In a bid to prevent such an event happening again in Europe, the EU is preparing legislation that will target those who would misuse such personal data for a political purpose.
As the EU is a supra-national organization it doesn’t have the authority to legislate against domestic national parties. This means that the amendment the European Parliament will be seeing next year will be aimed at political groups that reach across Europe. Europe-wide coalitions of national parties will be on the block, and face fines if they misuse private and personal data. For example, if the Far-right Nationalist or Euroskeptic political groups take advantage of data offered by an analyst firm, and it turns out that data has been gathered without consent, then each coalition could face stiff penalties.
The key point of the draft legislation is that it will be targeting data that has been gathered without the explicit consent of the users. It is hoped that this will remove the danger to democracy that big data has proved itself to be in recent times. The legislation will only target a political use of the data, however. This means corporations and other businesses could, theoretically, still use data that has been gathered without user consent. There will still be an incentive for analyst firms to collect the data in the first place.
This move marks the latest in an ongoing campaign against the misuse of data by the EU. If you have an email address, then you’ll no doubt have been overrun recently by a string of emails talking about updated terms and conditions. These were a result of the GDPR legislation that came from the European Parliament.

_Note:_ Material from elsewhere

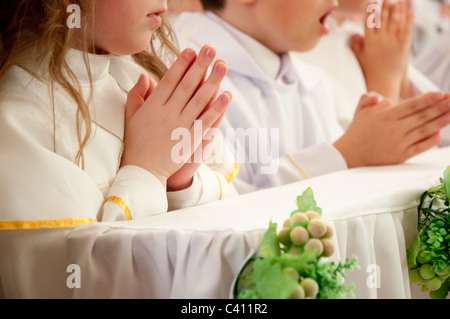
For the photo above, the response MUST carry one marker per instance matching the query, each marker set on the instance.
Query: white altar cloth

With the GDPR issue, the EU is a regulatory superpower as it legislates to such a large proportion of internet users. This means it is preferable for internet companies to make the necessary changes for all their customers, rather than just for those living in the jurisdiction of the lawmakers. It was cheaper to comply to GDPR regulations for everybody rather just those living in places where the regulations applied. This won’t be the case for this new draft piece of legislation, but there is every chance that other lawmakers could follow the EU’s example.